Polls won’t slow down property market - bankers
By James Wanzala | February 9th 2017
Jared Osoro director research and policy Kenya Bankers Association during the release of Quarter four KBA housing price index results PHOTO:WILBERFORCE OKWIRI
In an election year, the real estate sector, like most other sectors, see a slowdown as attention is turned to political campaigns.
For the local market, this is usually fuelled by uncertainty. This year, however, could be different, according to the Kenya Bankers Association (KBA).
KBA director of research and policy Jared Osoro, said elections are a one-month thing and that cannot deter investors from investing since many invest with a long-term vision.

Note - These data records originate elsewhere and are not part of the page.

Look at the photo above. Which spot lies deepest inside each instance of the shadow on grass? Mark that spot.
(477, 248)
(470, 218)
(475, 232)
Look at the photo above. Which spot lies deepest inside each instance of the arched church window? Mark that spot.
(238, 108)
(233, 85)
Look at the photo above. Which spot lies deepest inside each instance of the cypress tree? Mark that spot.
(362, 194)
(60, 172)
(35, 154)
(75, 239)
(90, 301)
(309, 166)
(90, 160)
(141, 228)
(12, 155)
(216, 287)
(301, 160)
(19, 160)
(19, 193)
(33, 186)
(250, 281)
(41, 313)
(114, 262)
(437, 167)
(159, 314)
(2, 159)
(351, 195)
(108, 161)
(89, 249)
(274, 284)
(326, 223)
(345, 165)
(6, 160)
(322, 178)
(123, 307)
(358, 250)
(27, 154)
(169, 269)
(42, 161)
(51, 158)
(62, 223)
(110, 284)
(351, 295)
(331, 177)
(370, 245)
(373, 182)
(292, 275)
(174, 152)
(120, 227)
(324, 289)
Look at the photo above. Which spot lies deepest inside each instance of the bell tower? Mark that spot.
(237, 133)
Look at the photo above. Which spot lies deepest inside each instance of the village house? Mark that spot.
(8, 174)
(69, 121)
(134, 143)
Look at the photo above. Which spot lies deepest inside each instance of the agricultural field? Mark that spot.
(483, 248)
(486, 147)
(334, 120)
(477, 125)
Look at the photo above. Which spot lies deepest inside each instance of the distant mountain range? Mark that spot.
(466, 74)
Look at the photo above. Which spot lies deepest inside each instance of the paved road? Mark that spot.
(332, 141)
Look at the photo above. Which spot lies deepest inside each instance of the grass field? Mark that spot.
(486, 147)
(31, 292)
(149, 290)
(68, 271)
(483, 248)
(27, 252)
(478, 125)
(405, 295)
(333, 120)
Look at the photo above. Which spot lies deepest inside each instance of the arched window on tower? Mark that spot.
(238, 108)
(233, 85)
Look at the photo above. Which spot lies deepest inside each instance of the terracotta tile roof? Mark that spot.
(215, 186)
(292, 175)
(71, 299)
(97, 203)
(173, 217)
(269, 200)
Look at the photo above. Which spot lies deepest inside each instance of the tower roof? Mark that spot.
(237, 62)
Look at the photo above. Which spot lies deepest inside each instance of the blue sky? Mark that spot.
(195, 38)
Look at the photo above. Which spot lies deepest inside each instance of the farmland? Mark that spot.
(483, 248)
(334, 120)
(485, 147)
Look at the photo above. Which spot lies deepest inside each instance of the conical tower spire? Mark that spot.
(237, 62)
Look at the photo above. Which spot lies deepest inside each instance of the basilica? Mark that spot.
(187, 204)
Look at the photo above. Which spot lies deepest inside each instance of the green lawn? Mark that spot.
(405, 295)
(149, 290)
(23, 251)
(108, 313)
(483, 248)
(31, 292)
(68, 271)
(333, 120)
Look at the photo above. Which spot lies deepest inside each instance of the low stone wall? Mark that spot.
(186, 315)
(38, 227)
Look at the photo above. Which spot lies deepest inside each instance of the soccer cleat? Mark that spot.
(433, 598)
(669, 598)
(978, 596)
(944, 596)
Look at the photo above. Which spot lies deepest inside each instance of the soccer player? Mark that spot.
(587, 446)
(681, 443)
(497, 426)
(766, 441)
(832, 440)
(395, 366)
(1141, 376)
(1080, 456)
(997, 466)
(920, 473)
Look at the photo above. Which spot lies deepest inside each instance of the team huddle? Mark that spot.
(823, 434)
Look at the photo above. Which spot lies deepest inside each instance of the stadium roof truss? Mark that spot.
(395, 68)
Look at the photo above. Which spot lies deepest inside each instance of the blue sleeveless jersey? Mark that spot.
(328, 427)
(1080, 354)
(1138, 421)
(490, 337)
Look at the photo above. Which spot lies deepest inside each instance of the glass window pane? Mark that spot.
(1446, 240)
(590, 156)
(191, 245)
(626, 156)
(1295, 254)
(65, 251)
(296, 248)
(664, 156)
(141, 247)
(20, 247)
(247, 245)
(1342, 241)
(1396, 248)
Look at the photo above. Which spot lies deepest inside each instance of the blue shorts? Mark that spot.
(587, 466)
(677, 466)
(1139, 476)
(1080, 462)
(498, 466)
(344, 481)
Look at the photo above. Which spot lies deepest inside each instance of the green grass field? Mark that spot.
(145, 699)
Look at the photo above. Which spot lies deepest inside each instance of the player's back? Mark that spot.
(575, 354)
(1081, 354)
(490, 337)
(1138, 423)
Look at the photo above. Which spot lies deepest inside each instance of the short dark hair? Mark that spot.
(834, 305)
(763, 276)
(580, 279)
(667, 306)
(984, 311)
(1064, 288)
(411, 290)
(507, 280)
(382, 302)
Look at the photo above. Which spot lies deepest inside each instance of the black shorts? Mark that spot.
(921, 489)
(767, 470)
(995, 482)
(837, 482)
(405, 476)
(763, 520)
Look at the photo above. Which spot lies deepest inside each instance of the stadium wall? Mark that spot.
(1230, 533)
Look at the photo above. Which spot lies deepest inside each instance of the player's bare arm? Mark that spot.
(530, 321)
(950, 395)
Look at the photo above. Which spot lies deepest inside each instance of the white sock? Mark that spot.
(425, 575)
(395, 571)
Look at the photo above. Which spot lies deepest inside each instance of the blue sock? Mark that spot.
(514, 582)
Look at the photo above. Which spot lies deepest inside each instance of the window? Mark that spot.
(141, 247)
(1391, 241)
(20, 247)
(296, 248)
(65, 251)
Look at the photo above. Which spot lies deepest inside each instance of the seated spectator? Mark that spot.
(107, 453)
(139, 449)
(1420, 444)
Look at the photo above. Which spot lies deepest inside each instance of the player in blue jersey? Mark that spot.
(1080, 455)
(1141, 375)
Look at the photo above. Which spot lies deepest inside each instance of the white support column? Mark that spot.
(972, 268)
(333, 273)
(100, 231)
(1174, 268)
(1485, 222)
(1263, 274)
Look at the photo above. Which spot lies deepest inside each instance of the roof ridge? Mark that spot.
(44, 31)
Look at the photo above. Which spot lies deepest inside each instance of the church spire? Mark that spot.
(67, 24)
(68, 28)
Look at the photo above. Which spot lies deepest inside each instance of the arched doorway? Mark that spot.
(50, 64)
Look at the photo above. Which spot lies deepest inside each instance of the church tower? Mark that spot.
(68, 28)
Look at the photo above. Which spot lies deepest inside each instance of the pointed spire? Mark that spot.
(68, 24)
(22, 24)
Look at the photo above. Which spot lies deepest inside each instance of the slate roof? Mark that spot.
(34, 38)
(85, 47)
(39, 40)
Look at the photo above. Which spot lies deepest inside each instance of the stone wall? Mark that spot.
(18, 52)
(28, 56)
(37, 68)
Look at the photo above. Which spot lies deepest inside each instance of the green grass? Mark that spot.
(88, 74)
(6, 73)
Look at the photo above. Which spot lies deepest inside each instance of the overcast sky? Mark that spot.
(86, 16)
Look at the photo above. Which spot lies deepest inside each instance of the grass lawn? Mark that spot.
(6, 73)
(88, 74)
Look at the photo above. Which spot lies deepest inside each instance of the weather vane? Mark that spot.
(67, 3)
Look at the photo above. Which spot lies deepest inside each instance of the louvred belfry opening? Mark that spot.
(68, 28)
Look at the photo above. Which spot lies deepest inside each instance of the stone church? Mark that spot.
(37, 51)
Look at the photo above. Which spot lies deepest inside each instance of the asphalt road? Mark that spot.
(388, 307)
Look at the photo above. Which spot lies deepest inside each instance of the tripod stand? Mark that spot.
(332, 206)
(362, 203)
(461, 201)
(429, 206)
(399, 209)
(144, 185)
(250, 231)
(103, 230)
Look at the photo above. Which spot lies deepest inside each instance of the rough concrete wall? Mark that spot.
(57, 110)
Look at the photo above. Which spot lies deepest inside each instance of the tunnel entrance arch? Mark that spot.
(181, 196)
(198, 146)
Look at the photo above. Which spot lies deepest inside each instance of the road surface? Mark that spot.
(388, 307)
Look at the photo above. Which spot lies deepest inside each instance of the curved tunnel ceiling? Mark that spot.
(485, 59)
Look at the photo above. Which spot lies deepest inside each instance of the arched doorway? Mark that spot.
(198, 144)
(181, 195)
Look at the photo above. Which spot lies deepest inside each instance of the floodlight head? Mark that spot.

“People do not hold long-term investment plans because of short-term events. In the case of the upcoming elections, we anticipate that short-term investment decisions will be withheld but not investment decisions on housing, which are long-term in nature,” Osoro said last week during the release of the fourth quarter of 2016 Housing Price Index in Nairobi.
KBA chief executive officer Habil Olaka said they expect a surge in residential construction activity as the financial sector adjusts to the new pricing regime.
“Our anticipation is that a number of facilities that were pending approval will have been completed and developers will seek to bring to the market the on-going housing projects,” said Olaka.
According to the housing index, the average house prices grew slower by 1.58 per cent in the same quarter, compared to 2.2 per cent rise recorded in the previous quarter. KBA attribute this trend to the market adjustment in response to the new market conditions on the back of new interest capping laws, which led to poor credit uptake.
“Broadly speaking, during the last three months to the end of the year, banks were more particular in their approvals. Customers on their part depicted a somewhat reluctant stance approaching any long-term borrowing with a wait and see attitude,” said Olaka.
“Whereas the general trend in house prices has been positive, the mild dipping in its rate of increase during the fourth quarter was a reflection of the market adjustment in response to the new dispensation on the back of new banking law,” said Osoro. KBA had fiercely opposed the Banking (Amendment) Act 2016 that was effected on September 14. Previously, some experts, including Olaka himself, had said that the interest capping would increase mortgage uptake.
The KBA report agrees with a recent report by HassConsult, which blamed the new law to low activity in the sector.
“While many thought that capping of interest rates will cause rise in uptake of loans to buy properties and investment in real estate sector, this has not been the case as loans uptake has gone down since commercial banks are now conservative in lending,” said head of research and marketing at HassConsult Sakina Hassanali when they released their report last week.
Apartments continued to account for the largest share of sale transactions at 60 per cent followed by maisonettes at 23 per cent and bungalows at 17 per cent.
“The market reflected dominance of market activity of the middle and upper end of the market than the lower end as supply remained aligned to that segment and the severity of the demand constraints,” said Osoro.